Is it wrong to kill disabled people if caring for them costs more than identifying and destroying them?
The Nazis believed killing in these circumstances was not only right but a public duty and the German public was softened up to accept it through a skilful propaganda campaign which began in the classroom.
Leo Alexander, an American psychiatrist who gave evidence at the Nuremberg trials, described the process in his classic article ‘Medical Science under dictatorship’, published in the New England Journal of Medicine in 1949:
‘Acceptance of this ideology was implanted even in the children. A widely used high-school mathematics text, "Mathematics in the Service of National Political Education," includes problems stated in distorted terms of the cost of caring for and rehabilitating the chronically sick and crippled. One of the problems asked, for instance, how many new housing units could be built and how many marriage-allowance loans could be given to newly married couples for the amount of money it cost the state to care for the “crippled, the criminal and the insane”’

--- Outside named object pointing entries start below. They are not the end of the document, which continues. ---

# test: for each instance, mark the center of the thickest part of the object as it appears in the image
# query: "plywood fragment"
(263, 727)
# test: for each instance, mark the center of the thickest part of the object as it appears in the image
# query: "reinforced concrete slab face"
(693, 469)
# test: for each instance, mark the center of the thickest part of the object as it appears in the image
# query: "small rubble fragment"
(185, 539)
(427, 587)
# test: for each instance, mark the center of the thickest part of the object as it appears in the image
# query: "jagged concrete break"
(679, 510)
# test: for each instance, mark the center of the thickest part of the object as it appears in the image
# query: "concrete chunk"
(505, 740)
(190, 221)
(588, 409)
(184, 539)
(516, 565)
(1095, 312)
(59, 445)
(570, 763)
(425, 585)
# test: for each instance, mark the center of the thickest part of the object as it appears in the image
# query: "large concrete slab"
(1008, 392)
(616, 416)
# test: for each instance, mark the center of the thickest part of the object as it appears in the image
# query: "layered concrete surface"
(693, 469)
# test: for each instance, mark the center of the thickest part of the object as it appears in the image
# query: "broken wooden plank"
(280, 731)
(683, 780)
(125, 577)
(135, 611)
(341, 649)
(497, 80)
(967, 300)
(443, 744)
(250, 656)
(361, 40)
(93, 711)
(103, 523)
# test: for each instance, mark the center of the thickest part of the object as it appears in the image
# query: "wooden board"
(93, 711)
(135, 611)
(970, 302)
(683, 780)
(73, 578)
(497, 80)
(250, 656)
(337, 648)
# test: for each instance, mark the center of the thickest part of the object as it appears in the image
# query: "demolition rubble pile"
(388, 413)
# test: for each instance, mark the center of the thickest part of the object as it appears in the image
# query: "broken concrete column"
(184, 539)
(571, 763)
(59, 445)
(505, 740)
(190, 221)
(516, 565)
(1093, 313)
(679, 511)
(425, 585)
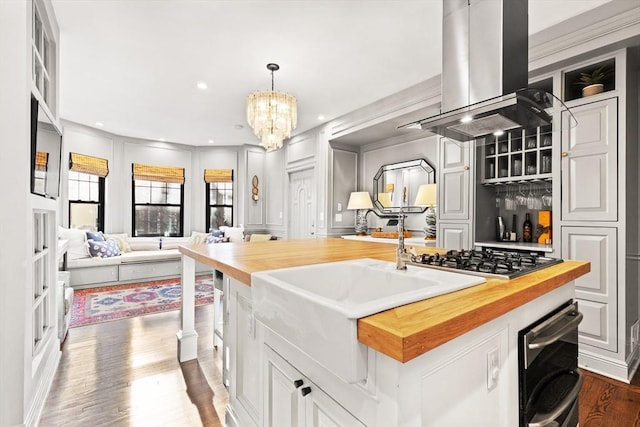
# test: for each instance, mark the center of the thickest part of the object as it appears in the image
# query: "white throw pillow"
(144, 243)
(122, 239)
(77, 242)
(235, 234)
(259, 237)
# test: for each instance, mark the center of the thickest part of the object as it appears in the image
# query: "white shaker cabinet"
(454, 175)
(596, 291)
(452, 235)
(242, 341)
(293, 400)
(454, 194)
(589, 162)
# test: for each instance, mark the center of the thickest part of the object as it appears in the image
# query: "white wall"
(14, 220)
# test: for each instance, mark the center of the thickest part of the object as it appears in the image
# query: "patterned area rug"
(107, 303)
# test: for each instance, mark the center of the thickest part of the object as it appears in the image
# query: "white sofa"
(141, 259)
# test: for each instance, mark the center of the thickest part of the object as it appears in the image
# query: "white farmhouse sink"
(316, 307)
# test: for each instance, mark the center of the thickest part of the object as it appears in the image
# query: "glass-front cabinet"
(517, 155)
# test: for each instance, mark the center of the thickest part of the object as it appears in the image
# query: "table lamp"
(427, 194)
(361, 202)
(384, 199)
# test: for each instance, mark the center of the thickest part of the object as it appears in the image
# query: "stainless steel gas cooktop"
(500, 264)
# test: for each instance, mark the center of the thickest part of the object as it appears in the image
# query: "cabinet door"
(454, 175)
(283, 406)
(453, 236)
(589, 162)
(245, 357)
(322, 411)
(596, 290)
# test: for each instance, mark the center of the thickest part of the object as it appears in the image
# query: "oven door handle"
(554, 334)
(547, 418)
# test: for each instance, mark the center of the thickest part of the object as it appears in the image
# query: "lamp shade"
(426, 195)
(384, 199)
(360, 200)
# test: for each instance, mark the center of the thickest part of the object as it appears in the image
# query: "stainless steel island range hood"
(485, 71)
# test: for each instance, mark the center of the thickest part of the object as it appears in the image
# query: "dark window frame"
(180, 232)
(100, 202)
(209, 206)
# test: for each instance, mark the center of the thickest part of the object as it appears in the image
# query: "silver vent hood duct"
(485, 71)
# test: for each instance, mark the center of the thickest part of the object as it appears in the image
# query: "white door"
(302, 208)
(589, 162)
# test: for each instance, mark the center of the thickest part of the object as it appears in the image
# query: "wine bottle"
(527, 228)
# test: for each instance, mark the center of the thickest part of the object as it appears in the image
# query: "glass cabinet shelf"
(520, 154)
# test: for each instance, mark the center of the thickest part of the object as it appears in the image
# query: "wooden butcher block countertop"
(407, 331)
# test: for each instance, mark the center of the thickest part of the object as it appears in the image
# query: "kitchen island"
(412, 345)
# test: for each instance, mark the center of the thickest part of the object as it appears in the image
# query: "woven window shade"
(42, 159)
(218, 175)
(88, 164)
(158, 173)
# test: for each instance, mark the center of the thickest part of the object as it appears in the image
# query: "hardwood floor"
(608, 403)
(126, 373)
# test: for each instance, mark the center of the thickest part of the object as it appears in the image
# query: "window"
(86, 185)
(158, 200)
(43, 52)
(219, 197)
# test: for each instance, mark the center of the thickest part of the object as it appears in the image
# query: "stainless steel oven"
(549, 379)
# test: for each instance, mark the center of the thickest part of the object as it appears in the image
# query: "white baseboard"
(615, 369)
(231, 419)
(43, 386)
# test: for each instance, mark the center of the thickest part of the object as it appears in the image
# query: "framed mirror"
(396, 185)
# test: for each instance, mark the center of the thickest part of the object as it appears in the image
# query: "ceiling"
(133, 65)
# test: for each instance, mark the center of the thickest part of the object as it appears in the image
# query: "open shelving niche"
(44, 261)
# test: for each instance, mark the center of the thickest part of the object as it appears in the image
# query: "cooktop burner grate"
(487, 262)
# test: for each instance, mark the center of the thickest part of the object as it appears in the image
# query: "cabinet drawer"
(598, 326)
(87, 276)
(144, 270)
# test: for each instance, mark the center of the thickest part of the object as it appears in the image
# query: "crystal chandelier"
(272, 115)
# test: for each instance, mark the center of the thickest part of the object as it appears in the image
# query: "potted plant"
(593, 82)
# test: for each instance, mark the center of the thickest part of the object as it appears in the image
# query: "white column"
(187, 336)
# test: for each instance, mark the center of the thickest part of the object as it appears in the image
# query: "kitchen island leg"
(187, 335)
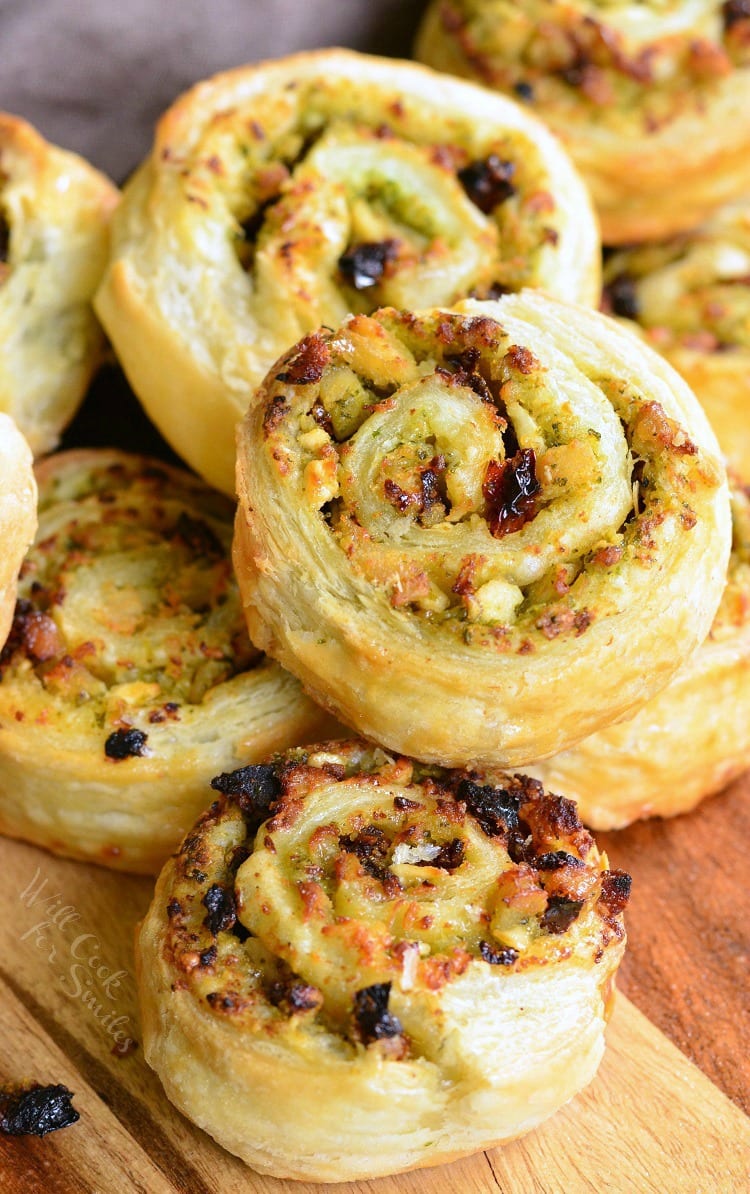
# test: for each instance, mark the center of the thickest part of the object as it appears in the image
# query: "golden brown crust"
(128, 679)
(54, 240)
(651, 99)
(690, 296)
(405, 964)
(283, 195)
(18, 519)
(690, 739)
(452, 524)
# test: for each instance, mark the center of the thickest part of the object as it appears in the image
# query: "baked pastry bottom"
(344, 973)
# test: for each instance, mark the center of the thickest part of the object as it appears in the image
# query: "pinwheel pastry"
(480, 534)
(651, 98)
(690, 739)
(283, 196)
(128, 678)
(357, 965)
(54, 242)
(690, 295)
(18, 521)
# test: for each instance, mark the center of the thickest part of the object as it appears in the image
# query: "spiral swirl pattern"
(472, 534)
(407, 964)
(283, 196)
(127, 678)
(692, 738)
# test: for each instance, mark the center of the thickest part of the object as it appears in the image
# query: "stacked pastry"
(477, 522)
(651, 100)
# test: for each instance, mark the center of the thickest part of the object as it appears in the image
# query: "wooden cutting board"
(650, 1122)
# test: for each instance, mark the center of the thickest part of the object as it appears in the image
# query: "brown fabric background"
(93, 75)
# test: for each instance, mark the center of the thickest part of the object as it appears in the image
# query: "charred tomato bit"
(735, 11)
(404, 802)
(370, 847)
(294, 996)
(308, 362)
(504, 956)
(495, 808)
(449, 857)
(323, 418)
(363, 265)
(428, 496)
(253, 788)
(523, 90)
(621, 296)
(124, 744)
(221, 909)
(372, 1016)
(560, 914)
(35, 1109)
(510, 490)
(198, 536)
(489, 182)
(557, 860)
(615, 890)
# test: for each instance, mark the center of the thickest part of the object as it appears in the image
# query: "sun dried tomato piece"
(489, 182)
(510, 490)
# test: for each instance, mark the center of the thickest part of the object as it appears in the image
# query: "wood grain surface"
(665, 1113)
(651, 1121)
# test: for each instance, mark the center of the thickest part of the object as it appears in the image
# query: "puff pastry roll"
(54, 244)
(405, 964)
(479, 534)
(690, 739)
(651, 98)
(18, 514)
(690, 296)
(128, 678)
(282, 196)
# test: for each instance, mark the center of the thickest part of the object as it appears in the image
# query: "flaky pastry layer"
(128, 679)
(54, 242)
(281, 196)
(690, 296)
(357, 965)
(650, 98)
(481, 534)
(689, 740)
(18, 514)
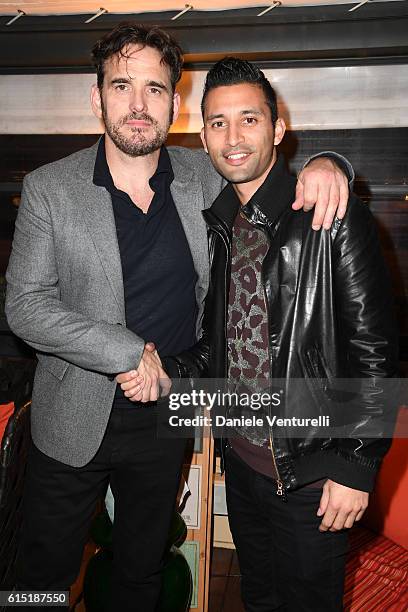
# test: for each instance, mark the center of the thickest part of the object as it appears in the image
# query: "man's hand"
(340, 506)
(143, 384)
(322, 184)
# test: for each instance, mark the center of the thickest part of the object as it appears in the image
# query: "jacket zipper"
(220, 234)
(280, 490)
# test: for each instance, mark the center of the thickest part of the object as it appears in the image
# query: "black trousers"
(286, 563)
(59, 501)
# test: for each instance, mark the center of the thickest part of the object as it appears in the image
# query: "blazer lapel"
(99, 218)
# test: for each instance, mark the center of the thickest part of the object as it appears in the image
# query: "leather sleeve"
(366, 319)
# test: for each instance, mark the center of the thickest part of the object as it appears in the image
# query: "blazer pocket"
(55, 365)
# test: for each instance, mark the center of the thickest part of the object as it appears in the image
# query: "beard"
(138, 143)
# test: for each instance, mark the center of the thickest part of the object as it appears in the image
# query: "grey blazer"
(65, 293)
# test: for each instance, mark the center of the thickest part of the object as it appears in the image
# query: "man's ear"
(202, 136)
(176, 107)
(280, 129)
(96, 102)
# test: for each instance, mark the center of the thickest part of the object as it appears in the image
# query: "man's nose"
(138, 101)
(234, 135)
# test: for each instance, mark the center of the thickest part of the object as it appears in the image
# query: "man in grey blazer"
(110, 252)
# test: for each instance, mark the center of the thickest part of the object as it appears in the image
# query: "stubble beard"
(140, 144)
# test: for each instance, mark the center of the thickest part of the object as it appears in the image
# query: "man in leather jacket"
(286, 302)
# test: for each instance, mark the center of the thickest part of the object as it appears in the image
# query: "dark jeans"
(286, 562)
(59, 501)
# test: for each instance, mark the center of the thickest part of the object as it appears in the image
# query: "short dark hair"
(233, 71)
(129, 33)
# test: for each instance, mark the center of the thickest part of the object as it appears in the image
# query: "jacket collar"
(275, 195)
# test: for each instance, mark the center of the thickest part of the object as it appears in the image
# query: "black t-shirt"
(158, 272)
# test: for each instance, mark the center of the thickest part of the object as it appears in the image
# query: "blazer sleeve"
(35, 311)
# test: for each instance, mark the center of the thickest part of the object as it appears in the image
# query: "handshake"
(149, 381)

In a seminal article in the 1996 British Medical Journal, ‘Not a slippery slope or sudden subversion: German medicine and National Socialism in 1933’, Hartmut Hanauske-Abel outlined just how meticulously they went about it:
‘The 70 273 futile or terminal patients "disinfected" (murdered) in German killing hospitals up to 1 September 1941 are calculated to free up "4 781 339.72 kg of bread, 19 754 325.27 kg of potatoes . . .," a total of "33 733 003.40 kg" of 17 categories of food, plus "2 124 568 eggs." Projected over 10 years, these savings are predicted to amount to "400 244 520 kg" of 20 categories of food worth "141 775 573.80 Reichsmarks." Removal of these patients from the wards saves estimated hospital expenses of "245 955.50 Reichsmarks per day," or "88 543 980.00 Reichsmarks per year.’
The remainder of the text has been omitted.